Frustrated antiferromagnets at high fields: the Bose-Einstein condensation in degenerate spectra

TL;DR

This paper investigates quantum phase transitions in frustrated antiferromagnets at high magnetic fields, revealing how degeneracies are lifted and predicting a distinctive magnetization curve near criticality.

Contribution

It introduces a combined approach of boson mapping and spin-wave calculations to analyze degeneracy lifting and ordering in frustrated antiferromagnets at saturation.

Findings

Degeneracy of magnon spectra is lifted by four-point boson vertex.

Ordered wave-vectors are identified at specific momentum points.

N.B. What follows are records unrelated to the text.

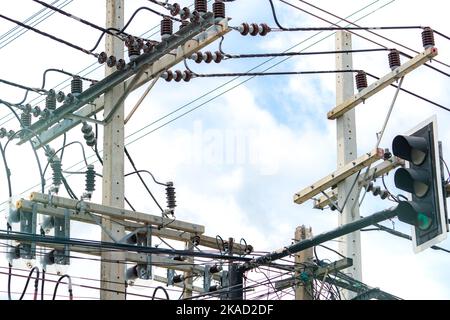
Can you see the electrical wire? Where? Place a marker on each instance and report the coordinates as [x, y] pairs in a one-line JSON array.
[[142, 179], [336, 28], [356, 25], [47, 35]]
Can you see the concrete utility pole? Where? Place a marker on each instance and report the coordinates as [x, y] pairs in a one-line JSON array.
[[113, 273], [350, 244], [303, 259]]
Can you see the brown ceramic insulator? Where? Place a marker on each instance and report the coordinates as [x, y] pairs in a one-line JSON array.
[[129, 41], [166, 27], [255, 30], [200, 57], [169, 75], [264, 29], [184, 24], [208, 57], [178, 76], [187, 75], [185, 13], [218, 57], [428, 38], [361, 80], [111, 62], [394, 59], [102, 57], [175, 9], [120, 64], [195, 17], [245, 29], [219, 9], [201, 6]]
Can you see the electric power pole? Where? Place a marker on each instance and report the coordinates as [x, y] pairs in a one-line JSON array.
[[112, 266], [303, 261], [349, 245]]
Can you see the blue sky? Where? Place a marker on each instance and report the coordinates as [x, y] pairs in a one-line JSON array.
[[238, 160]]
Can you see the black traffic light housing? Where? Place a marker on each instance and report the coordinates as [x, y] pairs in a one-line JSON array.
[[423, 179]]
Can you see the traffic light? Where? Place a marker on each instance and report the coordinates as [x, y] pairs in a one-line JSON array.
[[422, 178]]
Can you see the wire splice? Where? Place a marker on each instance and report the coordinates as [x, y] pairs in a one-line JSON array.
[[76, 85], [428, 38], [170, 196], [88, 134], [394, 59], [166, 28]]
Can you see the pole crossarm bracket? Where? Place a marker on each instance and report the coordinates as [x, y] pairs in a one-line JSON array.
[[385, 81], [338, 176], [166, 54], [376, 172]]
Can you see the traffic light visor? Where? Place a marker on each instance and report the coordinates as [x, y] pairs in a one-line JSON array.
[[410, 148]]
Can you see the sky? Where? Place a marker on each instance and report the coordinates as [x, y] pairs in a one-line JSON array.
[[238, 158]]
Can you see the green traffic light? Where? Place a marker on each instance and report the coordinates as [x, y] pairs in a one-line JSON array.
[[424, 221]]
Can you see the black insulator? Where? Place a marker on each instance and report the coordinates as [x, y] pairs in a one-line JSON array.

Magnetization curve near critical point follows a unique power-logarithmic form.

Abstract

Quantum phase transition at the saturation field is studied for a class of frustrated quantum antiferromagnets. The considered models include (i) the $J_1$-$J_2$ frustrated square-lattice antiferromagnet with $J_2={1/2}J_1$ and (ii) the nearest-neighbor Heisenberg antiferromagnet on a face centered cubic lattice. In the fully saturated phase the magnon spectra for the two models have lines of degenerate minima. Transition into partially magnetized state is treated via a mapping to a dilute gas of hard core bosons and by complementary spin-wave calculations. Momentum dependence of the exact four-point boson vertex removes the degeneracy of the single-particle excitation spectra and selects the ordering wave-vectors at $(\pi,\pi)$ and $(\pi,0,0)$ for the two models. The asymptotic behavior of the magnetization curve differs significantly from that of conventional antiferromagnet in $d$-spatial dimensions. We predict a unique form for the magnetization curve $\Delta M=S-M\simeq \mu^{(d-1)/2}(\log\mu)^{(d-1)}$, where $\mu$ is a distance from the quantum critical point.